Para além do sentimento de orfandade, acho que a pior coisa de se perder os pais, quando ainda se é jovem, é que se interrompe um ciclo da vida: perde-se a oportunidade de cuidar dos próprios pais, algo que nos coloca definitivamente na maturidade, no exercício pleno da vida adulta. Fomos comemorar os 75 anos do meu pai com um jantar no restaurante Barão, para comer seu prato preferido, o peixe na telha. Tenho uma relação amorosa com esse prato e sei que todas as vezes que o vir chegar, seja na nossa mesa ou na vizinha, é do meu pai que me lembrarei.
Embora ele já tenha protagonizado momento hilário. Certa feita, eu e meu marido apreciávamos nossa costumeira saladinha, no Barão, quando chegaram dois americanos e um rapaz, empregado de algum escritório encarregado de ciceronear os gringos. Infelizmente, para os estrangeiros, com aquele inglês sofrível, bem típico da maioria dos brasileiros que fala inglês. Ele engatou uma demorada explicação dos pratos, o que o aliviou um pouco, pois dispunha de alguns elementos para uma boa conversa. De repente, se viu obrigado a explicar o peixe na telha, e a palavra “telha” lhe faltou. Ele buscava qualquer coisa que o socorresse - e nada. Os americanos, com a calma costumeira, o observavam em silêncio, à espera da conclusão. Acho que quando começaram a brotar as primeiras gotas de suor, disse, satisfeito, que o peixe era feito “on the roof” - ele deve ter pensado: na falta da palavra telha, vai telhado. Só vimos as órbitas dos olhos dos americanos se voltarem para cima e imaginarem o local em que a “cozinheira dos telhados” estaria a preparar peixes. Óbvio, propaganda irresistível, quiseram na hora o tal peixe dos telhados. Da nossa mesa, esperávamos ansiosos a chegada do peixe, para ver a reação dos americanos, que a custo se contiveram: olharam a telha, se entreolharam, respiraram fundo - e as risadas que soltaram foram, até prova em contrário, de êxtase pelo sabor do prato.
O peixe na telha do Barão é o lombo da dourada - não confundir com dourado. A dourada é um peixe do mar, enquanto o dourado é do rio, não há hierarquia de qualidade, é questão de gosto. Mas o lombo é um pedaço alto, por isso, o prato enche os olhos, não se trata de filé fininho. Por isso, também, vai bem no molho, ele aguenta bem o cozimento. O prato é composto pelo peixe, pelo molho, um pirão cheio de sabor e cebolas em pétalas sem qualquer traço de acidez.

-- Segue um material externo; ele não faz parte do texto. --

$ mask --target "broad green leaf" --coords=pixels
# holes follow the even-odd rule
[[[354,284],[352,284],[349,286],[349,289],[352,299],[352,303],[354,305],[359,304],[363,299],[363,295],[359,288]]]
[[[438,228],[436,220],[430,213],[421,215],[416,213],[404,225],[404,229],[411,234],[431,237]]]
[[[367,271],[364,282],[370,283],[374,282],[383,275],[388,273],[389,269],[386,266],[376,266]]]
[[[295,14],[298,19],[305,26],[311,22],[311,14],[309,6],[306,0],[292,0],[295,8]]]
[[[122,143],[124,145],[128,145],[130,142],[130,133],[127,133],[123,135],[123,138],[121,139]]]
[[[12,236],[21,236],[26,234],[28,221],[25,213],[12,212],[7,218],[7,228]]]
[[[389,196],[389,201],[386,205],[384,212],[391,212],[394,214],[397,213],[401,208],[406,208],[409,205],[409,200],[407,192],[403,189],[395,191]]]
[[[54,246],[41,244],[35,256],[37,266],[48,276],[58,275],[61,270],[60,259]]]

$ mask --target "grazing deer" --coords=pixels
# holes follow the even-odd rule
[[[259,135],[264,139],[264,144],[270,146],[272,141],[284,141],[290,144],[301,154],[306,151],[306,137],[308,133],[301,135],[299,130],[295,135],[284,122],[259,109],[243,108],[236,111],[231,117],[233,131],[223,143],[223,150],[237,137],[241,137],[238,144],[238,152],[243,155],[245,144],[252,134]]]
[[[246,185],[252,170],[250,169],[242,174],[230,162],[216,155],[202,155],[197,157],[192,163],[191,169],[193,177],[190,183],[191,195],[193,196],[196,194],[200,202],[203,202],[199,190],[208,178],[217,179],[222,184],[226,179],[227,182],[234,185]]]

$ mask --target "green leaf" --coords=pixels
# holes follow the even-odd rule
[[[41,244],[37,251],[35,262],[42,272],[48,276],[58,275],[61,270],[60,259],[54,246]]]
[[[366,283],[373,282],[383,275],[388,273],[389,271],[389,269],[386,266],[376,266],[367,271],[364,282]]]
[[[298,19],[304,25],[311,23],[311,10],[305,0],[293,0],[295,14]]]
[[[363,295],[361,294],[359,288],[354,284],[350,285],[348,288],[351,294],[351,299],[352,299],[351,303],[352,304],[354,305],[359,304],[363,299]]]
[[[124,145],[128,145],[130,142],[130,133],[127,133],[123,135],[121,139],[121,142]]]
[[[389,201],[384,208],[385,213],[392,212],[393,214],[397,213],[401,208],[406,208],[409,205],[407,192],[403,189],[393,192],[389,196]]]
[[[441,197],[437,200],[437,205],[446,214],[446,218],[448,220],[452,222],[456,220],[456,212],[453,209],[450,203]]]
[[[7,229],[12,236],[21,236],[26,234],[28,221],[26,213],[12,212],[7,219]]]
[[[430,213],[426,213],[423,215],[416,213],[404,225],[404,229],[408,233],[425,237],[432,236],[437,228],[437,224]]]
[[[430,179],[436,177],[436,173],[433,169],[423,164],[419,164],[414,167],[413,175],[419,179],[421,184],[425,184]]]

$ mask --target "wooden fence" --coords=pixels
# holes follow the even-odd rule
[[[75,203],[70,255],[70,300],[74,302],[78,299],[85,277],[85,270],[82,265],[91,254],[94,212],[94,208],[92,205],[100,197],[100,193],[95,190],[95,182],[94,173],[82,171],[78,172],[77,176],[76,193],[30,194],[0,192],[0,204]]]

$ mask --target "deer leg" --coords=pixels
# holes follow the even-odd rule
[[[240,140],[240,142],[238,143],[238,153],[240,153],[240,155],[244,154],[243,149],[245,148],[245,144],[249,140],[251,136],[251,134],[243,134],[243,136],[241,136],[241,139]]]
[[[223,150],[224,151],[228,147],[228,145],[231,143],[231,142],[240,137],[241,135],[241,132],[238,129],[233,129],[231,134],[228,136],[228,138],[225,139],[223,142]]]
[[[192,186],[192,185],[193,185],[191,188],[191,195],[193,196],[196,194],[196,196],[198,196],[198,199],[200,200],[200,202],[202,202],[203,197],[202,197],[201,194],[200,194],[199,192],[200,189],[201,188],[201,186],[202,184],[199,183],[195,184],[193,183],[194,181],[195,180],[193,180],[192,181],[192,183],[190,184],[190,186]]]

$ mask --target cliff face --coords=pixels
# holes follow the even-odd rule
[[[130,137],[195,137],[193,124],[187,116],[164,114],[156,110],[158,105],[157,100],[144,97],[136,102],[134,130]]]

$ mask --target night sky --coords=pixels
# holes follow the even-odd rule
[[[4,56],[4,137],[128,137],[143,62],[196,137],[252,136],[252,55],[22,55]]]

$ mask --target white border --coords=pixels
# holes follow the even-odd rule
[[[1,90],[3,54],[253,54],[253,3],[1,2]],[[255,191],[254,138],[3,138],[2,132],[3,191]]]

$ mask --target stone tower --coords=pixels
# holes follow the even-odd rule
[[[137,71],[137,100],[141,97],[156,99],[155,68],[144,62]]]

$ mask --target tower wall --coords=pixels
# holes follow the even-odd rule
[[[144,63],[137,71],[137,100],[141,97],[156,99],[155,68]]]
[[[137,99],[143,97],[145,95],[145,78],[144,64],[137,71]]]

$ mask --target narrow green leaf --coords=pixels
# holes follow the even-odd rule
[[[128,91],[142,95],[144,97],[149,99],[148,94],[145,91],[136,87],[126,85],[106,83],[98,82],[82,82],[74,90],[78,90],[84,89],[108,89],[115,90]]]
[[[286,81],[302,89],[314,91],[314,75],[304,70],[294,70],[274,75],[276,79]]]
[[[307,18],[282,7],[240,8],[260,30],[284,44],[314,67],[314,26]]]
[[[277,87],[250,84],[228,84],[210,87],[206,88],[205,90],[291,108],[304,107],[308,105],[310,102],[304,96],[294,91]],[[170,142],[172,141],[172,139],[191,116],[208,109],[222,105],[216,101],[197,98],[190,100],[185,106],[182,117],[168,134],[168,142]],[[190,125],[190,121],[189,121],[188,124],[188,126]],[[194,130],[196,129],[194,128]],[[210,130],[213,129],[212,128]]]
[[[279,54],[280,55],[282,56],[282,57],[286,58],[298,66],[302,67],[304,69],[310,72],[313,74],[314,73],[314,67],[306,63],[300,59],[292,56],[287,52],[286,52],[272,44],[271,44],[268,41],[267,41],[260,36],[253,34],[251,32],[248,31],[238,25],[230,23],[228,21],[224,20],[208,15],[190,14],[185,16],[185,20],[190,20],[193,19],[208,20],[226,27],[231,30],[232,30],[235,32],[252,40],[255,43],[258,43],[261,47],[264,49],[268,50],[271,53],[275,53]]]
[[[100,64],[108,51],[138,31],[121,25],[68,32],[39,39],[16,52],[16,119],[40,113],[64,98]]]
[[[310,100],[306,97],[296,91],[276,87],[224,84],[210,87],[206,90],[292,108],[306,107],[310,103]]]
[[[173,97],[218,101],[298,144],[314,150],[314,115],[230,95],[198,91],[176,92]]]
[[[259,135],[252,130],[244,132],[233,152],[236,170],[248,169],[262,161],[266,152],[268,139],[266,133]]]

É verdade que a liberdade de se escolher, individualmente, aquilo que se quer comer e receber um prato só para você tem uma elegância indiscutível, mas o prato familiar tem um romantismo adequado para uma comemoração de 75 anos, por exemplo. Terminado o jantar, recebi os elegantes agradecimentos do meu pai.

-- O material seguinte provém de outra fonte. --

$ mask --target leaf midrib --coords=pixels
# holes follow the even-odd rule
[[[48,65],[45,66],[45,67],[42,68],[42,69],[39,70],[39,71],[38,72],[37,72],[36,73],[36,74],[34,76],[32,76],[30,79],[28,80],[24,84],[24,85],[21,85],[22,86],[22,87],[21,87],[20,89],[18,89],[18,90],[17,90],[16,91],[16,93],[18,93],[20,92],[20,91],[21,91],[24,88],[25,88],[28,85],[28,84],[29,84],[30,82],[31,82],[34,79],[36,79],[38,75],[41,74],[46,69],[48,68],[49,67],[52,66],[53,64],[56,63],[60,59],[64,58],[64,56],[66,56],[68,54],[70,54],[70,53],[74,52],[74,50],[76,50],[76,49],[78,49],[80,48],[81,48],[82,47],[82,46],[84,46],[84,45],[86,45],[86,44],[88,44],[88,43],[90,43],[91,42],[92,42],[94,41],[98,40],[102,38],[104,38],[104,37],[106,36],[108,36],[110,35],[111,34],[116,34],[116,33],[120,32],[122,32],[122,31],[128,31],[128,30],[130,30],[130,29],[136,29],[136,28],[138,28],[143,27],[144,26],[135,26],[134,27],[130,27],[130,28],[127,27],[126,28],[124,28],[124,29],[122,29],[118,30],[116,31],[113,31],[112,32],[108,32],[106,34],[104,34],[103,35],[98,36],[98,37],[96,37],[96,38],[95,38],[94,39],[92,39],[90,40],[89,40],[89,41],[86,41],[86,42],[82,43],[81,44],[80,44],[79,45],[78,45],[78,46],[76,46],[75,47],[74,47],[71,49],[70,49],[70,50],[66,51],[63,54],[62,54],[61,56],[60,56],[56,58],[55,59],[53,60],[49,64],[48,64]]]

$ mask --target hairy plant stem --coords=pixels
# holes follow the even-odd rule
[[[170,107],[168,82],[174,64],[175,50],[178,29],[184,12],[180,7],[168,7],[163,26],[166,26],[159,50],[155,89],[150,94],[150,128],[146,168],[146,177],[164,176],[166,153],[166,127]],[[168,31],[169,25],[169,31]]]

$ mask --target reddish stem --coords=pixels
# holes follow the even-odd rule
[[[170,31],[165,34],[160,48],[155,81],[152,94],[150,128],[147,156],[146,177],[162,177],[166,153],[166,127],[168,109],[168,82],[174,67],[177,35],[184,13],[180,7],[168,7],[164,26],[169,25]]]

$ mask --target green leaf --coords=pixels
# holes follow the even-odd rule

Saímos de lá, fomos até a farmácia para comprar os indefectíveis AAS. Ele insistiu que a sua carteirinha daria descontos, chegamos até o caixa e a atendente lhe pediu o número do CPF, ao que meu pai respondeu altivo: “Domingos Ribeiro de Souza”. A moça me olhou divertida e eu lhe passei o meu número de CPF.
Mas é isso, meu pai, o senhor não é um número. O senhor é meu pai, avô de minha filha Júlia, é o Domingos Ribeiro de Souza, viveu 75 anos de vida até agora, sobreviveu às mais severas privações. E como lindamente já disse João Nogueira, a morte é uma ilusão, quando o espelho é bom, ninguém jamais morreu. É o quanto basta para uma existência, não é?
DICA DA SEMANA
Cozido
Um cozido é de fato uma comida convidativa que guarda a memória dos sabores dos alimentos. Ele reúne todos ao redor da panela, além é claro, de perfumar a casa inteira. Assim como uma sopa é capaz de fazer. Só que está quente demais e normalmente os cozidos são fortes, porque levam carne.

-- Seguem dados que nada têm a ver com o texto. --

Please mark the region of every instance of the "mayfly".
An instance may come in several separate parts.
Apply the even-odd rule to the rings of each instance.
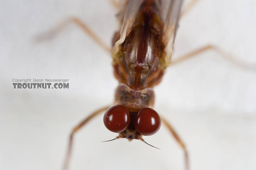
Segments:
[[[120,138],[130,141],[138,139],[154,147],[146,142],[142,136],[155,134],[162,122],[183,150],[185,169],[189,169],[188,152],[184,143],[168,121],[151,108],[154,101],[152,88],[161,82],[166,69],[171,64],[179,63],[210,49],[217,51],[239,67],[252,68],[212,45],[203,47],[171,62],[179,20],[198,1],[192,0],[181,12],[182,0],[130,0],[120,1],[120,3],[111,1],[120,10],[117,15],[120,28],[114,34],[111,48],[76,18],[65,21],[38,37],[40,39],[52,36],[70,23],[77,24],[99,46],[111,52],[114,74],[119,82],[115,92],[115,105],[96,111],[72,130],[63,169],[68,168],[74,134],[106,110],[103,118],[104,124],[108,130],[118,135],[105,142]]]

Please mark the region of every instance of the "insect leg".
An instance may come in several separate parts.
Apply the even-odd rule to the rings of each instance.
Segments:
[[[109,107],[101,108],[97,110],[90,115],[88,117],[85,118],[77,125],[74,128],[69,136],[68,145],[67,148],[67,151],[65,157],[64,163],[63,165],[62,169],[66,170],[67,169],[69,162],[70,160],[70,156],[72,152],[72,143],[73,143],[73,137],[75,133],[82,128],[86,123],[94,118],[95,116],[103,112],[109,108]]]
[[[78,26],[102,48],[107,52],[110,52],[111,51],[110,48],[102,41],[85,24],[83,23],[79,18],[75,17],[71,18],[65,20],[56,27],[52,28],[49,31],[40,34],[36,36],[36,40],[37,42],[40,42],[52,38],[68,24],[72,23]]]
[[[182,148],[184,152],[184,157],[185,158],[185,167],[186,170],[189,170],[189,155],[188,153],[188,151],[186,148],[186,146],[183,142],[180,139],[180,138],[178,136],[177,133],[172,127],[171,124],[169,123],[165,118],[163,117],[161,117],[161,120],[163,124],[166,126],[168,130],[172,133],[173,136],[175,138],[176,141],[178,142],[179,145]]]
[[[209,50],[212,50],[220,54],[220,56],[227,61],[238,67],[244,70],[256,71],[256,64],[246,62],[232,56],[222,49],[214,46],[209,45],[204,46],[192,51],[171,62],[171,65],[179,64],[182,62],[195,57],[197,54]]]
[[[179,16],[179,19],[180,20],[182,17],[186,14],[189,10],[192,9],[195,5],[200,0],[191,0],[190,1],[188,4],[185,7],[185,8],[180,13],[180,15]]]

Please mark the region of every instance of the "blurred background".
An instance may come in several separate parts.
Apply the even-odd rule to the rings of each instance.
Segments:
[[[185,1],[185,4],[189,1]],[[256,2],[201,0],[180,23],[173,58],[211,43],[256,63]],[[0,1],[0,169],[60,169],[68,135],[112,105],[118,82],[111,58],[76,26],[55,38],[33,38],[70,16],[109,45],[117,11],[107,1]],[[68,89],[14,89],[13,78],[67,78]],[[154,109],[186,145],[192,170],[256,168],[256,72],[212,51],[166,70]],[[183,169],[183,152],[166,128],[134,140],[116,134],[103,113],[76,134],[70,169]]]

Mas dá para improvisar e fazer um cozido leve e vegetariano, perfeito para encher de sabor umas baguetes crocantes e levíssimas. Para dar aquela cara convidativa e rica de sabor, a escolha dos ingredientes é fundamental. Não é qualquer legume ou verdura que tem essa capacidade. Então: grão de bico, tomates (sem peles!), cogumelos naturais, batata doce, pimentão vermelho ou amarelo e cebolas roxas e alho porro. Para temperar: azeite, pimenta do reino e sal. Com o grão de bico, previamente cozido, você pode colocar tudo na forma e levar para assar. Estará pronto quando estiverem macios.